OSK attracts interest on consistent robust showing
OSK Holdings Bhd has attracted some buying interest in its shares in recent months, thanks in part to the company’s ability to consistently deliver strong financial performance, particularly over the last three quarters.
The company’s shares have been climbing steadily, up by almost 60%, since the end of May 2023 following the revelation of its robust results for the first quarter (1Q) ended March 31, 2023.
At its close of RM1.54 yesterday, the counter has gained around 24% year-todate alone.
As a well-diversified conglomerate, it operates across five core business segments, namely, property (property development and property investment), construction, financial services (capital financing and shareholdings in RHB), industries (cables and industrialised building systems or IBS) and hospitality (hotels, resorts and vacation clubs).
The general outlook for the group remains positive over the medium term, underpinned by higher demand from local and export markets, even as it continues to seek out new market opportunities for its cables and IBS division on top of implementing strategic measures to bolster its profit margins.

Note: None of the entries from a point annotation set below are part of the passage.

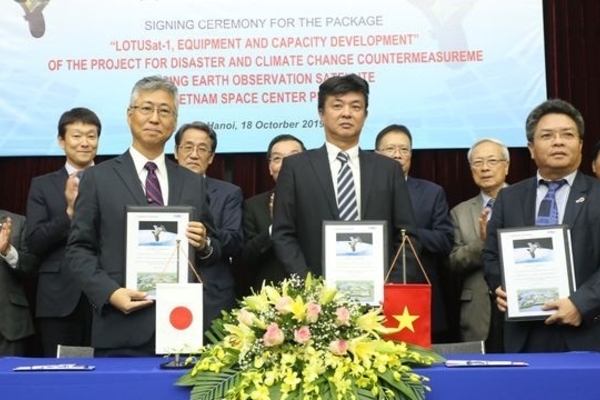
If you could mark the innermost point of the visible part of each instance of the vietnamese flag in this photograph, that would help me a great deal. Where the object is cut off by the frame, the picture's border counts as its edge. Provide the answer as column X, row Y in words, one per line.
column 178, row 318
column 408, row 308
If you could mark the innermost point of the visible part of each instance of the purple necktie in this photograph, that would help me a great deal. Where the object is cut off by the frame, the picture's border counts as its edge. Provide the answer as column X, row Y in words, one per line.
column 153, row 192
column 548, row 211
column 346, row 198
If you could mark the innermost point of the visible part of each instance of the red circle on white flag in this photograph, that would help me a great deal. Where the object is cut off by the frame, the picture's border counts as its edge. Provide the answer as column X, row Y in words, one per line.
column 181, row 317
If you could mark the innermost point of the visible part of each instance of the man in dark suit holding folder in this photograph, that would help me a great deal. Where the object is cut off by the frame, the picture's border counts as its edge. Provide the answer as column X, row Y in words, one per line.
column 555, row 132
column 124, row 318
column 310, row 184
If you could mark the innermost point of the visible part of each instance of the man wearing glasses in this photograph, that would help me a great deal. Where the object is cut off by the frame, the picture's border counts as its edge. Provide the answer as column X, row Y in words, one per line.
column 479, row 319
column 195, row 146
column 433, row 223
column 124, row 318
column 257, row 261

Under the industries division, OSK manufactures high-quality cables in Malaysia via Olympic Cable Company (OCC), where the plant is based in Melaka.
The group largely supplies its cable products to local companies and projects such as Tenaga Nasional Bhd, Kuala Lumpur International Airport, Westports Holdings Bhd, Mass Rapid Transit and the Intermark Mall, while about 5% are exported to foreign jobs in countries like Singapore, Vietnam and Cambodia.
Speaking to Starbizweek, the management of OSK says the group’s cable business benefited from steady demand from the renewable energy sector and data centres, as these segments have helped to buffer the slowdown in demand from the housing sector in recent years.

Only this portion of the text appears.